Militärischer 90-Grad-Winkel
Wirklich erschütternd wirkt der Abend aber nicht, eher ein bisschen klein und museal. Womöglich haben die elementaren Kräfte in dieser Formstrenge zu wenig Raum, um zu wirken und zu wüten. Bezeichnend sind vielleicht die Bewegungen der Figuren auf der Bühne. Ihr Auftreten ist oft ein Vortreten an die Rampe, und beim Abtreten wird in gerader Linie nach hinten weggetreten, um dann entweder an der Bühnenwand stehen zu bleiben und das weitere Geschehen zu beobachten oder fast militärisch im 90-Grad-Winkel abzubiegen und seitlich zu verschwinden.

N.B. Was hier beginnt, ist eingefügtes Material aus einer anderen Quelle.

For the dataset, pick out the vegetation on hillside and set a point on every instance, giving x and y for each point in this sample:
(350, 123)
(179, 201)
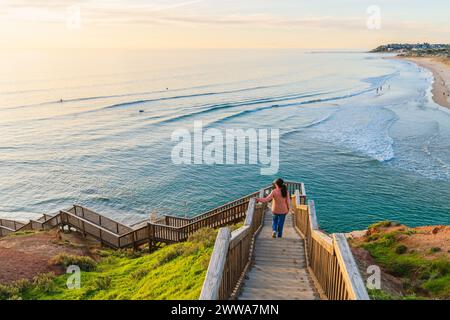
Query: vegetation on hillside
(441, 51)
(424, 274)
(173, 272)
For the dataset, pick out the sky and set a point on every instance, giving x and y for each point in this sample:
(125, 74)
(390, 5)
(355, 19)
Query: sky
(340, 24)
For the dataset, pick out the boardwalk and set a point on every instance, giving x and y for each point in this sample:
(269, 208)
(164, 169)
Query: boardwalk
(279, 267)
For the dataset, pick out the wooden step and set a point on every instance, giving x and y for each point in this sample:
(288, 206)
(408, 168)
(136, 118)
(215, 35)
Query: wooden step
(278, 269)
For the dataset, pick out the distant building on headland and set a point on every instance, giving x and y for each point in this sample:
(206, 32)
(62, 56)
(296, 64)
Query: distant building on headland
(419, 49)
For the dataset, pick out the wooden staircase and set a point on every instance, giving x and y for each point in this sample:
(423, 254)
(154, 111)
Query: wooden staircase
(279, 269)
(167, 229)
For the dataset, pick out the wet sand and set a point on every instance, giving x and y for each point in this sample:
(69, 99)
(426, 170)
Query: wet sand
(441, 72)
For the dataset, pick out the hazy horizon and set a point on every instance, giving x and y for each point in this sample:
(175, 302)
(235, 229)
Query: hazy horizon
(209, 24)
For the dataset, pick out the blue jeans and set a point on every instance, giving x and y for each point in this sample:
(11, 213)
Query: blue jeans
(278, 223)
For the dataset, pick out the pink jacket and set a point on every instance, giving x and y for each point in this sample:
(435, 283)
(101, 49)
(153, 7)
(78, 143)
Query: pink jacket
(280, 205)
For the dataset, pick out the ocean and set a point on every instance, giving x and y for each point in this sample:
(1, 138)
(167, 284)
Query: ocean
(364, 155)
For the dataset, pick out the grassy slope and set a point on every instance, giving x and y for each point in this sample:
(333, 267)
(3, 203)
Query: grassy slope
(422, 277)
(172, 272)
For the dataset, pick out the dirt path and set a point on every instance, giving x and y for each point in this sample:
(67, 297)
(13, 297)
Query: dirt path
(24, 256)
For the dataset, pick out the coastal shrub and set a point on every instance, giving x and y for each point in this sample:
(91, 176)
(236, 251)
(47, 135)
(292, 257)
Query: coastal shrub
(127, 253)
(172, 253)
(7, 292)
(139, 274)
(103, 282)
(85, 263)
(401, 249)
(44, 282)
(381, 224)
(22, 285)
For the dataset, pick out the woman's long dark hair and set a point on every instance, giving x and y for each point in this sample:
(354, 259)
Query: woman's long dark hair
(280, 183)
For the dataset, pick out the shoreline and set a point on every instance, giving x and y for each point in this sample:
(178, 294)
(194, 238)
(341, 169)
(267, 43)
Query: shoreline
(441, 73)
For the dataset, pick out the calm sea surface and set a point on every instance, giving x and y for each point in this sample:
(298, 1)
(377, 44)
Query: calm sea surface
(364, 156)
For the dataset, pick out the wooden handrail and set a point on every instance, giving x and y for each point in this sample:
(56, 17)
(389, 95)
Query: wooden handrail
(329, 258)
(119, 235)
(214, 275)
(231, 256)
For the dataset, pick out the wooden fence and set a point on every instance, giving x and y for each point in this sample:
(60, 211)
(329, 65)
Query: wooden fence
(232, 256)
(329, 258)
(167, 229)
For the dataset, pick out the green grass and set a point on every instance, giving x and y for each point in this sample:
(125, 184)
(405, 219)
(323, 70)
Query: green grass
(422, 277)
(172, 272)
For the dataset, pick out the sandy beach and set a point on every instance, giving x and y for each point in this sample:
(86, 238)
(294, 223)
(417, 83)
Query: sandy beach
(441, 72)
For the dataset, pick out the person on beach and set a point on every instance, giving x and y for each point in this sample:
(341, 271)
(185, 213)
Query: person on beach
(280, 206)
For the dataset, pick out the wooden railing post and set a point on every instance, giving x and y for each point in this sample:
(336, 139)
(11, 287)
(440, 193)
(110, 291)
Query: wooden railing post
(250, 212)
(213, 279)
(303, 194)
(352, 277)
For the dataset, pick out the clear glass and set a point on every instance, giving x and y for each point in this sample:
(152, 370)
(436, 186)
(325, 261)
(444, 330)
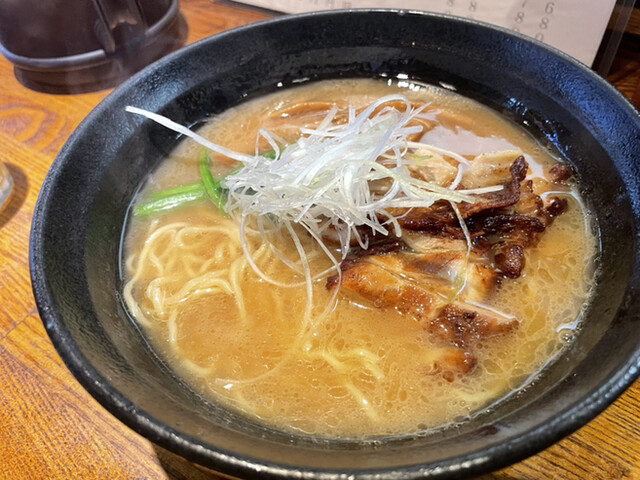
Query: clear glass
(6, 185)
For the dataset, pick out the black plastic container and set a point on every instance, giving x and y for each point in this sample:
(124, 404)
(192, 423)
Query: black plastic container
(75, 46)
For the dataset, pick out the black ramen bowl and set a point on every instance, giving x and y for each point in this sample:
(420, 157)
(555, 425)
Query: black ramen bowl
(82, 209)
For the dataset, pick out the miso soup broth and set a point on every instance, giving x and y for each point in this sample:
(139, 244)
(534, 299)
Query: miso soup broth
(381, 349)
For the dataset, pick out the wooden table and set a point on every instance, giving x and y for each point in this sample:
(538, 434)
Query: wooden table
(51, 428)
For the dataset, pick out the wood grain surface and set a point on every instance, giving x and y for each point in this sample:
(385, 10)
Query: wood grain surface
(50, 428)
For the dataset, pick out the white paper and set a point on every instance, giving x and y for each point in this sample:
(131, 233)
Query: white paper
(573, 26)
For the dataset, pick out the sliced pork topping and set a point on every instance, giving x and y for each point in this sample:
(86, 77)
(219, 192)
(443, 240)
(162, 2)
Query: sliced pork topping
(461, 325)
(377, 287)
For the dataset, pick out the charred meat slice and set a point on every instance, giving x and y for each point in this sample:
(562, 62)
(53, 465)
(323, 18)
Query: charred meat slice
(460, 326)
(509, 195)
(383, 289)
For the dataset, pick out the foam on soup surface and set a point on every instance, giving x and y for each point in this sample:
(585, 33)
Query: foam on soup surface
(411, 336)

Vielleicht hat aber auch der Hauptdarsteller Bernd-Michael Baier, der sich sehr wacker und ehrenwert schlägt mit seiner nackten Majestät, nicht das Format für ein Regiekonzept, das sich letztlich ganz auf die Meisterschaft der Darsteller verlässt.
König Lear
von William Shakespeare
Deutsch von Werner Buhss
Regie: Enrico Lübbe, Bühne und Kostüme: Michaela Barth, Musik: Bert Wrede, Dramaturgie: Torsten Buß.
Mit: Bernd-Michael Baier, Dirk Lange, Tilo Krügel, Wenzel Banneyer, Constantin Lücke, Ulrike Euen, Daniela Keckeis, Caroline Junghanns, Urs Rechn, Michael Pempelforth, Guido Schikore, Karl-Sebastian Liebich, Bernhard Conrad.
www.theater-chemnitz.de
"Dieser szenische Minimalismus verlässt sich ganz zu Recht auf einen Text, der wirkungsstark genug ist, um die Schauplätze zu imaginieren", schreibt Joachim Lange in der Freien Presse (20.6.2011). Bei aller Reduktion und Distanz rücke der verbale Schlagabtausch in den Vordergrund: "Und dieser läuft mit der Präzision eines gut geölten Text-Uhrwerkes ab. In dieser etwas unterkühlten Mechanik schafft das oft mehr Distanz, als der ganzen Tragik gut tut. Da braucht es Darsteller, die Enrico Lübbes kühlen analytischen Blick auf das Stück aus dem Inneren der Figuren beglaubigen." Das gelinge aber nicht allen. Fazit: "Dieser 'Lear' profitiert von Lübbes Souveränität. Um restlos zu überzeugen, hätte er seinen Darstellern und Zuschauern aber ruhig noch etwas mehr Shakespeare zumuten können."
Enrico Lübbe richte diesen Shakespeare "unkonventionell, irdisch und stellenweise schockierend im Heute ein", befindet Ch. Hamann-Pönisch in der Chemnitzer Morgenpost (20.6.2011). Lübbe lasse "Könige, Herzöge, Grafen in Chemnitz-taugliche Alltagsklamotten stecken und auf der nackten Bühne eine nackte Bühne bauen". Großartig sei das Ensemblespiel, durch das das Zwischenmenschliche als "Düster-Theater über die tödlichen Macken der Menschheit" entwickelt werde: "Man schlägt sich völkerweise und ganz in Familie die Schädel ein, drischt, mordet, hetzt und petzt. Man kennt sich nicht, man berührt sich nicht." Einen Einwand macht die Kritik gleichwohl: "Gibt's Theaterblut nur noch eimerweise?"